Сиделка подошла к следующей женщине, пока остальные со стиснутыми зубами и желваками на щеках следили за ее обходом, встревоженно подсчитывая в уме, сколько осталось шаров и какого они цвета. У ворот нам было сказано, что возраст детей не должен превышать двух месяцев и они должны быть здоровы. Но многие дети выглядели больными или истощенными. Некоторым исполнилось не менее полугода; их так плотно пеленали, чтобы они казались меньше, что они плакали от скованности и неудобства. Клара во всех отношениях была самой маленькой из них. Она не открывала глаз с тех пор, как мы пришли. Если мы скоро расстанемся, она даже не узнает об этом. Сейчас мне больше всего хотелось свернуться вокруг нее в постели, словно кошка, и вернуться через месяц. Я думала о безмолвном стыде Эйба. Наши комнатушки были пропитаны этим стыдом; он въедался в стены, как угольная копоть, и гноил деревянные балки. Я думала о том, что могла бы брать ее с собой в Биллингсгейт[2], где она сидела бы на лотке моего отца, как миниатюрная фигура на носу корабля. Русалочка, найденная в море и выставленная на обозрение у креветочного лотка Абрахама Брайта. Иногда я воображала, как буду носить ее с собой, привязав к груди, оставив руки свободными, чтобы набирать креветок из корытца. Я видела уличных торговок с младенцами, прикрепленными спереди широкими ремнями, но что случалось с этими детьми, когда они вырастали из таких люлек? Когда они становились ползающими и прыгающими существами с пустыми и голодными ртами?

 

Какая-то женщина, вытащившая черный шар, громко запричитала. На ее лице и на лице ее младенца кривилась одна и та же маска отчаяния.

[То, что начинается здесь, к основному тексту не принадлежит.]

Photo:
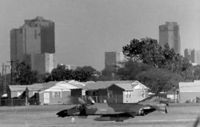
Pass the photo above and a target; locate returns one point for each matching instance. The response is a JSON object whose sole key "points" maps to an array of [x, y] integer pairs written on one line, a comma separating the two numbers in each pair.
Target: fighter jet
{"points": [[111, 111]]}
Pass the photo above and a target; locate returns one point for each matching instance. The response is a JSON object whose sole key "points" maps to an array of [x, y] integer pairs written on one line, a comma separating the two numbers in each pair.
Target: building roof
{"points": [[61, 86], [33, 87], [131, 86], [189, 86], [76, 83], [126, 85]]}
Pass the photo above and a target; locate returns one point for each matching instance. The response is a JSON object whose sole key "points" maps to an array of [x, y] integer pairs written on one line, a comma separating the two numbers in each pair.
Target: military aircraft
{"points": [[111, 111]]}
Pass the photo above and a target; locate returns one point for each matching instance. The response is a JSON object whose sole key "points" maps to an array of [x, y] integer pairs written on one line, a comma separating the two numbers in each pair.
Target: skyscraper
{"points": [[35, 40], [112, 60], [169, 33], [192, 55]]}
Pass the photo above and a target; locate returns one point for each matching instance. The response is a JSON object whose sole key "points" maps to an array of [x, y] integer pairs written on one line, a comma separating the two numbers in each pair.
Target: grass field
{"points": [[180, 115]]}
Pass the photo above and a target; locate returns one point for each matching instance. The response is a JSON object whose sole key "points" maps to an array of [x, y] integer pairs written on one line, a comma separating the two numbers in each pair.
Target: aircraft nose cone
{"points": [[62, 113]]}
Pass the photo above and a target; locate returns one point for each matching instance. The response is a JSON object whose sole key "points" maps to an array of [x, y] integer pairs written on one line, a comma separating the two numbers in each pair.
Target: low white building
{"points": [[60, 93]]}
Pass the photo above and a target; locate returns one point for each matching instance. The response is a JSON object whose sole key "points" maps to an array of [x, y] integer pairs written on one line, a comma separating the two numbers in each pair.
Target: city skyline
{"points": [[85, 29], [34, 44]]}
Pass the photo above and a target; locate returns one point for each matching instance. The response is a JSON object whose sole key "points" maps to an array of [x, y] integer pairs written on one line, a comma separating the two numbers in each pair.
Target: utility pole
{"points": [[4, 77], [13, 68]]}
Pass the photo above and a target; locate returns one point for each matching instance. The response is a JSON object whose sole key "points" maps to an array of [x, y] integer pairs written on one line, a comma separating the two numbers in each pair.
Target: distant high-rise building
{"points": [[169, 33], [192, 55], [33, 43], [113, 60]]}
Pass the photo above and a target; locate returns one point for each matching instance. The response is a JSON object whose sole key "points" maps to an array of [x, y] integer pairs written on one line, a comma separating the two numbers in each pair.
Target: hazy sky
{"points": [[85, 29]]}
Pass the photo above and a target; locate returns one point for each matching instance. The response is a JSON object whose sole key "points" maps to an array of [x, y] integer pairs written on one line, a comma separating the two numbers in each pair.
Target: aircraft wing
{"points": [[118, 116]]}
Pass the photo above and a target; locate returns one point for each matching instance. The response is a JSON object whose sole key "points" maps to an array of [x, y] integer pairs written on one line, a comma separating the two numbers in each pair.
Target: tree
{"points": [[131, 69], [148, 51], [159, 79], [85, 73], [24, 75], [59, 73]]}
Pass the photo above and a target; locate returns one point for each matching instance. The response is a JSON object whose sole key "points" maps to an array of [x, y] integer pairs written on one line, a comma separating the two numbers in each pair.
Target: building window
{"points": [[57, 94]]}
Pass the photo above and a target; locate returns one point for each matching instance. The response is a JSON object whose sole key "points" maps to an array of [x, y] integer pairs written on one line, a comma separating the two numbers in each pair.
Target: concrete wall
{"points": [[42, 63], [188, 96], [55, 97]]}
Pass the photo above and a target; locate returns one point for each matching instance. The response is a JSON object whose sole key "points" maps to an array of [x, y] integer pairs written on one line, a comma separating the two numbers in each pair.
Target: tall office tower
{"points": [[35, 40], [112, 60], [192, 55], [169, 33]]}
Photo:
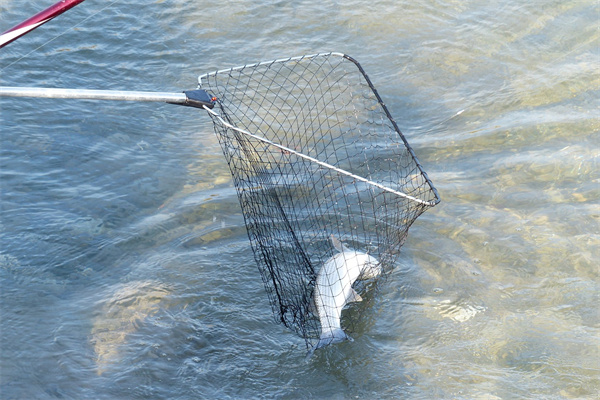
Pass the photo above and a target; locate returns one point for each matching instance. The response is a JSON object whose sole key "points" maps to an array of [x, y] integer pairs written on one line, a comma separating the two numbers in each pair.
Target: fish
{"points": [[333, 289]]}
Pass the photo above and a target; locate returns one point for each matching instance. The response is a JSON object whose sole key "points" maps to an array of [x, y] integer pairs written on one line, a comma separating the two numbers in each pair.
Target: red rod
{"points": [[40, 18]]}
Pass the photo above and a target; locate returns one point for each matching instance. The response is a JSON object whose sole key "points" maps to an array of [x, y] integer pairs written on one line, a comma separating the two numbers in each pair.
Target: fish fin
{"points": [[335, 336], [353, 296], [338, 245]]}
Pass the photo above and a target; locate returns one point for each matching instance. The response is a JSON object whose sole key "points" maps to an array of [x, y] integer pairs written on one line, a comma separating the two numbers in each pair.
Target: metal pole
{"points": [[55, 93], [40, 18]]}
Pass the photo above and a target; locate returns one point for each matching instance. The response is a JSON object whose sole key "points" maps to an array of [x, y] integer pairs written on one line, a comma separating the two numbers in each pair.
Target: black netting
{"points": [[316, 158]]}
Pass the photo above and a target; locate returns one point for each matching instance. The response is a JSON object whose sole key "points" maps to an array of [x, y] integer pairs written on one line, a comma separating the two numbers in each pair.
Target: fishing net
{"points": [[315, 157]]}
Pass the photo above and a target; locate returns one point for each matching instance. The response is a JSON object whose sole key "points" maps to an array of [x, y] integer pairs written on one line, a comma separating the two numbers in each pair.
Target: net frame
{"points": [[315, 153]]}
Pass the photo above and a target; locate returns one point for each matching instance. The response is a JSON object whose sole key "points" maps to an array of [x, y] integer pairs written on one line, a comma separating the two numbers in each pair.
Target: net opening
{"points": [[327, 183]]}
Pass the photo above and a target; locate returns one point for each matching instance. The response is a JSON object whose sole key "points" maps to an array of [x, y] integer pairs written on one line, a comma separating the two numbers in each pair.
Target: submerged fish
{"points": [[333, 289]]}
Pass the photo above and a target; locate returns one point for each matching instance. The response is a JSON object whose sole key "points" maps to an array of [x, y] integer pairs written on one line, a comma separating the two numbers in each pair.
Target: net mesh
{"points": [[316, 158]]}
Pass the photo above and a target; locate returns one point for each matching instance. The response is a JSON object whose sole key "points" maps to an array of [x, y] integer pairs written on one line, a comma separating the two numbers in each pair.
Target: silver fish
{"points": [[333, 289]]}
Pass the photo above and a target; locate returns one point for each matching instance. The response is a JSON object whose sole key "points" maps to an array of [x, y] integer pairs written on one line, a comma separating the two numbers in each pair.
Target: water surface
{"points": [[125, 268]]}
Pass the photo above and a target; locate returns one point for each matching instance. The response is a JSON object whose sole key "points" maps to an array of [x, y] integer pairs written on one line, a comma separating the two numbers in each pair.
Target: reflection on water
{"points": [[125, 269]]}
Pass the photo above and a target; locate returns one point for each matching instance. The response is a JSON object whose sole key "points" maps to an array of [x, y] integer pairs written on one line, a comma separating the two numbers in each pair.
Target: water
{"points": [[125, 268]]}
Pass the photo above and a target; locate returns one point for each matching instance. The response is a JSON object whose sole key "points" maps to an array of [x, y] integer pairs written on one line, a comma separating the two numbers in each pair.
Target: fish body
{"points": [[333, 289]]}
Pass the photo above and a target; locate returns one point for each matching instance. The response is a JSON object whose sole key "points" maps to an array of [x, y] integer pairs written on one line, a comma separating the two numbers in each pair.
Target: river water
{"points": [[125, 268]]}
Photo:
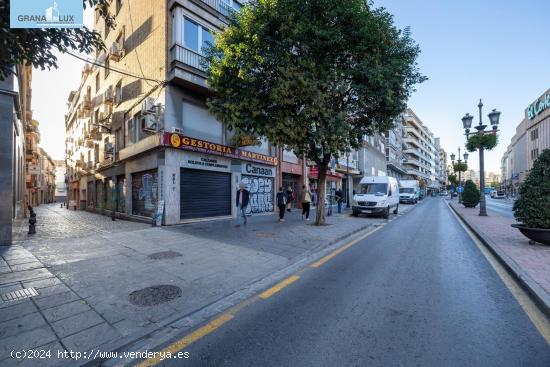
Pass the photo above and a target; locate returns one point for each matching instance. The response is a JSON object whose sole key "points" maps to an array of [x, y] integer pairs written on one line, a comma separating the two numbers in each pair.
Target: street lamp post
{"points": [[467, 123], [459, 161], [347, 175]]}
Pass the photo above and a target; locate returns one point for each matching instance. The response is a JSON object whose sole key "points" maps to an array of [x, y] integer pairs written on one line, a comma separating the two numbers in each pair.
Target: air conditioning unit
{"points": [[148, 105], [109, 148], [104, 112], [108, 95], [116, 51], [148, 123]]}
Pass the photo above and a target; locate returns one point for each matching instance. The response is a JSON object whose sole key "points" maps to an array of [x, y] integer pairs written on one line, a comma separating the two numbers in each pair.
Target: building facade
{"points": [[419, 152], [46, 178], [60, 184], [14, 108], [145, 145], [395, 146]]}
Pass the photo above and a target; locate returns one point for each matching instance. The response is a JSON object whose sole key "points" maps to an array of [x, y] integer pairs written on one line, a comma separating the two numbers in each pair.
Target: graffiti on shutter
{"points": [[144, 193], [261, 193]]}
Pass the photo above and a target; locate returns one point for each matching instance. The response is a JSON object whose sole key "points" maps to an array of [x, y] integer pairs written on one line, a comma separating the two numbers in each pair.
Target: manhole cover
{"points": [[265, 234], [164, 255], [155, 295]]}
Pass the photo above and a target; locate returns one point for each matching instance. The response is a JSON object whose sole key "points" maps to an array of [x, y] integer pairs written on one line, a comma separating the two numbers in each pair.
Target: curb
{"points": [[535, 291]]}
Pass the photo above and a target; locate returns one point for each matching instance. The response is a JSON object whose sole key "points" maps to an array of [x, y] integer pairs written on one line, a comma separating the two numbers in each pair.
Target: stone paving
{"points": [[84, 267], [534, 259]]}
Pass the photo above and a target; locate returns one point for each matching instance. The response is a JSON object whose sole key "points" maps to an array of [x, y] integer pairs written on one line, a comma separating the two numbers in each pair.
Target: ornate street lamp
{"points": [[459, 168], [481, 140]]}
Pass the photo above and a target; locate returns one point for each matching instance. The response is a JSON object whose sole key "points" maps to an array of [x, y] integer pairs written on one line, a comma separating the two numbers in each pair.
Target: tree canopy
{"points": [[312, 76], [36, 46]]}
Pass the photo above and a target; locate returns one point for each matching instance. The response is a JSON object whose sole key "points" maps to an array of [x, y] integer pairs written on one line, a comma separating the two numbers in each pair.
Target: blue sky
{"points": [[490, 49], [496, 50]]}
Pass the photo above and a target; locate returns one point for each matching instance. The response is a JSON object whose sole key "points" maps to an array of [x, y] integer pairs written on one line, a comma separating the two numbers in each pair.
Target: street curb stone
{"points": [[535, 291]]}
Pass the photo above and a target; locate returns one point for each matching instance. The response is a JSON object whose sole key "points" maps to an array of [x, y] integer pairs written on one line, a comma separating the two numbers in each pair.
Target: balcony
{"points": [[187, 57], [188, 68], [220, 5]]}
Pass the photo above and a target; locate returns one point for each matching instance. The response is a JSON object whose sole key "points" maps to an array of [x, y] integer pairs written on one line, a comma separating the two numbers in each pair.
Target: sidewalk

– Я не могу содержать его! – всхлипывала она. – Пожалуйста, вы должны забрать его!

Пока сиделки успокаивали ее, а все остальные отвернулись, чтобы дать ей сохранить остатки достоинства, я зевнула так широко, что едва не вывихнула челюсть. За последние двое суток, пока продолжались родовые схватки, я не проспала и одного часа. Утром Нед с малышкой сел перед камином, чтобы я могла немного подремать, но мне было так больно, что я не могла заснуть. У меня до сих пор все болело, а завтра мне нужно было выходить на работу. Сегодня вечером я не могла вернуться домой с Кларой на руках: это было невозможно. Но с другой стороны, я не могла бросить ее у порога на поживу крысам. Когда я была девочкой, то видела мертвого младенца у навозной кучи на обочине, и эта картина снилась мне несколько месяцев.

Комната была ярко освещена, а я так устала, что не обратила внимания, когда меня отвели в маленькую боковую комнату и велели подождать. Эйб последовал за мной и плотно закрыл дверь, отрезав нас от звуков рыданий и звона бокалов с хересом. Сама бы я сейчас выпила чашку теплого молока или немного пива; меня неудержимо клонило ко сну.

Откуда-то вдруг появилась кормилица и забрала Клару у меня из рук. Я была не готова к этому: так быстро, так неожиданно! Кормилица объяснила, что у них появилось место для малютки, потому что другая женщина принесла шестимесячного ребенка, который был слишком взрослым. Неужели она решила, что здесь не смогут отличить полугодовалого ребенка от двухмесячного? Я подумала о той женщине с ребенком и задалась праздным вопросом, что теперь с ними будет, но потом выбросила это из головы. Кружевной чепец кормилицы исчез за дверью, и я испытала странное ощущение невесомости, лишившись Клары у себя на руках, как будто легкого перышка было достаточно, чтобы сбить меня с ног.

– Ей еще не исполнилось одного дня, – сказала я в спину кормилице, но та уже ушла. Я услышала, как Эйб заерзал у меня за спиной и заскрипели половицы.

Когда я открыла глаза, то увидела мужчину, сидевшего передо мной и что-то писавшего жирным пером. Я встряхнула головой и прислушалась, потому что он что-то говорил.

– …Сейчас врач смотрит, нет ли у нее каких-нибудь болезней…

– Она родилась сегодня, в четверть пятого утра, – выдавила я.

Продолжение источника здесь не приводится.